« Make healthy hydration the new norm »

Vasopressin as a stress hormone

By Prof. Ivan Tack

Recorded on 29/09/2020

LevelAdvanced

About the speaker

Professor Ivan Tack, MD, PhD is a nephrologist, Head of the Dpt of Clinical Physiology in Rangueil hospital since 2006 and Chairman of the Dpt of Physiology at Paul Sabatier University – Toulouse School of Medicine, France. He experienced a post doctoral fellowship at University of Miami School of Medicine, Dpt of Nephrology (USA) working on pathophysiology of diabetic nephropathy. His clinical activity mostly focuses on water and electrolytes disorders, inherited tubular diseases and metabolic impact of nutritional disorders, including renal stone diseases and osteoporosis. Concomitantly he is involved in experimental research (INSERM Unity 1048, Toulouse) with a focus on early protection from renal diseases based on in vivo experimental modelling (main models: diabetic nephropathy, post-hemorrhagic acute kidney injury, renal stone disease in murine). He has authored/co-authored over 80 peer-reviewed scientific articles and regularly contributes to the development of French Health High Authority program. Professor Tack is a member of the American Society of Nephrology, American Physiological Society and also collaborates with Danone Nutritia Research since 2007 as a member of the Scientific Advisory Board (Water Division).

About the talk

Since the discovery of endocrine roles of the pituitary gland, at the turn of the 20th century, it took one century and two Nobel prizes to identify the small peptide arginine vasopressin (AVP) and to describe its main functions and regulatory pathways. Since the beginning, AVP has confused researchers by the duality of its actions.

This hormone is “classically” responsible for renal water saving at low concentration and for blood maintenance of pressure during hypovolemia at higher concentration. Indeed, AVP is involved in a wide range of physiological or clinical situations at the frontier of “stress”. Whereas beneficial in the short term, the impact of its prolonged and/or intense AVP secretion becomes questioned.

Due to the duality of vasopressin that becomes a stress hormone when increased, its marked and/or prolonged recruitment has a potential cost for the kidney, and likely for metabolic and cardiovascular health. This could be the case during various physiological and clinical circumstances such as prolonged renal water economy, especially in case of prior CKD, but also during poorly controlled diabetes or hypertension. Medical knowledge in this field is only emerging and a relationship is far from proving causality.

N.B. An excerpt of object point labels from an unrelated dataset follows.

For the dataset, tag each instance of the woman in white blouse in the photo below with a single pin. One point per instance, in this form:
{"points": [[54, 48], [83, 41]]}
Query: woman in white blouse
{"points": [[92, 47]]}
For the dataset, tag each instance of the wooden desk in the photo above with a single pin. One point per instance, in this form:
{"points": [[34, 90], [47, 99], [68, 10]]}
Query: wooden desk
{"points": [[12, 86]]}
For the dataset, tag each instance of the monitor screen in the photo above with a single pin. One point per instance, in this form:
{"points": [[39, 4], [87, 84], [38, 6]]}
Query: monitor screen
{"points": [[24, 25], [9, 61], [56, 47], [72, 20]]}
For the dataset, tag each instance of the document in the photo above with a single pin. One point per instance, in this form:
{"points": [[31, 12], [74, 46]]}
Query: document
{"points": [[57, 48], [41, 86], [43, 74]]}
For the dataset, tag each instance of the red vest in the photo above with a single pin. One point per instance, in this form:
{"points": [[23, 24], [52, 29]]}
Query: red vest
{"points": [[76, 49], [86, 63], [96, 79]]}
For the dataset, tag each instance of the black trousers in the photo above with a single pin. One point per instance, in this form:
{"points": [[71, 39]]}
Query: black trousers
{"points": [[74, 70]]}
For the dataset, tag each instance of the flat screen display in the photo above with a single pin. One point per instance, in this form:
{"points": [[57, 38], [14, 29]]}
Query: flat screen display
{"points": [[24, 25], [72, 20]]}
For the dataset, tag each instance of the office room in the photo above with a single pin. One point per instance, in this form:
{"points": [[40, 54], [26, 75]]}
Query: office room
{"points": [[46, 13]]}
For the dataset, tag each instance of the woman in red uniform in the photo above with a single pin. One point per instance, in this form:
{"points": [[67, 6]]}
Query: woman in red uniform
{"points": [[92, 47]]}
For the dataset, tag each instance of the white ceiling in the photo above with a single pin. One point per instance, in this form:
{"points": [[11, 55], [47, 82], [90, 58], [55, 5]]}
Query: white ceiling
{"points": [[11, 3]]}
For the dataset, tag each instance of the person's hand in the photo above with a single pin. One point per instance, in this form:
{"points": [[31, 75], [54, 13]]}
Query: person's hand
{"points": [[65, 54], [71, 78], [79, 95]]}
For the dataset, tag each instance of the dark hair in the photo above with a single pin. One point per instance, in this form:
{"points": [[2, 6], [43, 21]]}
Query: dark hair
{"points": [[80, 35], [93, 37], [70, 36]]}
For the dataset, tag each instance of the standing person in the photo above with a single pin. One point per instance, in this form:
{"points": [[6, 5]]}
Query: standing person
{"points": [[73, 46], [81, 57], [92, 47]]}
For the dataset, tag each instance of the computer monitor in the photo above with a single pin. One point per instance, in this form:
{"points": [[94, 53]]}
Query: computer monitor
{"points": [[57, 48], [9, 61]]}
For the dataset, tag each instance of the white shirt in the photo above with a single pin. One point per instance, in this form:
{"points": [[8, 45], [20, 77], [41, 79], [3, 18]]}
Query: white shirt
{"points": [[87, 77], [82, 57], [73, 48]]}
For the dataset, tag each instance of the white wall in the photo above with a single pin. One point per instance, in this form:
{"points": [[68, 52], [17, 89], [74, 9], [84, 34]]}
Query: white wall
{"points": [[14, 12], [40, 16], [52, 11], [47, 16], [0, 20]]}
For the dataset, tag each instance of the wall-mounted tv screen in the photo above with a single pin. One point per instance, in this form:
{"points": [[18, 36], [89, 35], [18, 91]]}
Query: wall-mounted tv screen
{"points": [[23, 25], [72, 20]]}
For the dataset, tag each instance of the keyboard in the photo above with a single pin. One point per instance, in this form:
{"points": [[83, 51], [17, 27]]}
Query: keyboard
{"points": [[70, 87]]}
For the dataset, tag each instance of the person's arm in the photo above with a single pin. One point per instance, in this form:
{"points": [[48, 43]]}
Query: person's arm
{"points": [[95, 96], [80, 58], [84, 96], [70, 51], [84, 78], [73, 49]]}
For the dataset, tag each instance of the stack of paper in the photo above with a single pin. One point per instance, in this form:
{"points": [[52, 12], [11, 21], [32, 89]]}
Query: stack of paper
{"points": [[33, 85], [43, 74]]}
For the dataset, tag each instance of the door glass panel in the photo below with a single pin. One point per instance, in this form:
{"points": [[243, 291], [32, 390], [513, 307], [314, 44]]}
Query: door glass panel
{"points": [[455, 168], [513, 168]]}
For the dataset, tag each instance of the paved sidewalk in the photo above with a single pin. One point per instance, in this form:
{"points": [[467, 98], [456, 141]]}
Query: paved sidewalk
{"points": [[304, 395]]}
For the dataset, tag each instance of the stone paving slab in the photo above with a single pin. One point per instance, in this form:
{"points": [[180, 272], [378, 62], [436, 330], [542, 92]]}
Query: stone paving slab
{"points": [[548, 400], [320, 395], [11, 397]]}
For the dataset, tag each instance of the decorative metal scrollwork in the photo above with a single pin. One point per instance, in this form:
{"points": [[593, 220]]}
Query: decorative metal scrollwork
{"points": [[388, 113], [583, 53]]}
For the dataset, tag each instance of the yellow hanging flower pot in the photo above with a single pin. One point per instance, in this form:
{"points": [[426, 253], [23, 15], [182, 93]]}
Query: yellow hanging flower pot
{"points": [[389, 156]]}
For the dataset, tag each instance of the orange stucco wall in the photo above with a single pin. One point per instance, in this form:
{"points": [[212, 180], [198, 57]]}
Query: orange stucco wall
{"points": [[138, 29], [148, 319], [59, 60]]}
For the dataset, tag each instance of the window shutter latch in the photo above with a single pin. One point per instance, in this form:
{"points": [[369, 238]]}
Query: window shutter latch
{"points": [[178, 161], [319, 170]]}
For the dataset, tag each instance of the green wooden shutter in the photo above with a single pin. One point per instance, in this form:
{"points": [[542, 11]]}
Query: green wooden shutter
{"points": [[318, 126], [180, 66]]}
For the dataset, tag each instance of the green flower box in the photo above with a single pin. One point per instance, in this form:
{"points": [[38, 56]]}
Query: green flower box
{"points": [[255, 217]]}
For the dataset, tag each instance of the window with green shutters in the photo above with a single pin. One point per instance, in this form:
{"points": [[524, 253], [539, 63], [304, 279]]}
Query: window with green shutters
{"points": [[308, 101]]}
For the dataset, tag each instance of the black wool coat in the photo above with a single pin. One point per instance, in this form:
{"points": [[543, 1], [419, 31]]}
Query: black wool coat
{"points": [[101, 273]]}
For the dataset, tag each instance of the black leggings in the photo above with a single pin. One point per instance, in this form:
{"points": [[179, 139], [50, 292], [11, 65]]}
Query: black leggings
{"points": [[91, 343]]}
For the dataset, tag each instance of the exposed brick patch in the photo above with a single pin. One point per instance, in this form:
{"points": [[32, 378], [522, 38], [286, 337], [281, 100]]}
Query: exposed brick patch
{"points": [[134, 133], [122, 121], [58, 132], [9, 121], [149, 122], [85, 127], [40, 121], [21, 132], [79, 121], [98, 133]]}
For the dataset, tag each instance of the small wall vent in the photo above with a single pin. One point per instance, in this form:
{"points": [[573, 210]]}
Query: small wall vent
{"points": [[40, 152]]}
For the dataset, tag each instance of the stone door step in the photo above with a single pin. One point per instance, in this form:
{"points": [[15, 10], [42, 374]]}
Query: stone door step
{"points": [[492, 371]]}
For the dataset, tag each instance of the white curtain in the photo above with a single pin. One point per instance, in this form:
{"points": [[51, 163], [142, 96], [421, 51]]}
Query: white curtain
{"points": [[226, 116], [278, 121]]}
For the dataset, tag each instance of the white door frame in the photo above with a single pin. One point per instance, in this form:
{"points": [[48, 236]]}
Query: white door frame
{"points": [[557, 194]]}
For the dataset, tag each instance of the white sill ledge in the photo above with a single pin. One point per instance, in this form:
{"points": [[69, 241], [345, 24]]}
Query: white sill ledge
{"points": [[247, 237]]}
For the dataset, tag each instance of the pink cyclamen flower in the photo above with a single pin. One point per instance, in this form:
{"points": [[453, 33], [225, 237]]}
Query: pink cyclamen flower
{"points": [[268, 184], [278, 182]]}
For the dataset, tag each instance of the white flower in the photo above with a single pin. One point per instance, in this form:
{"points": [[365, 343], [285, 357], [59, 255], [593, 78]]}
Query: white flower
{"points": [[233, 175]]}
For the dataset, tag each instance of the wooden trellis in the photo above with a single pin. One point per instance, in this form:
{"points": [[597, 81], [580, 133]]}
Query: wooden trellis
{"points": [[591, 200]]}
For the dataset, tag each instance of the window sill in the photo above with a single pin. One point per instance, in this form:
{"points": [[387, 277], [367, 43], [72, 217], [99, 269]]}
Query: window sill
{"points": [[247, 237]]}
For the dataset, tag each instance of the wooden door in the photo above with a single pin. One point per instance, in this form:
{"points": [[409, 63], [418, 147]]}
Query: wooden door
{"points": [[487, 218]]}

However, proofs of concept are already sufficient to encourage people to drink at least enough water to meet published dietary reference values, and to propose interventional randomized controlled hydration study in the most exposed situations. Two questions remain to answer: 1) Can improvement of hydration prevent health impact of AVP even in circumstances where its stimulation is independent of osmotic regulation? 2) What does drinking “enough” practically mean regarding potential health benefits?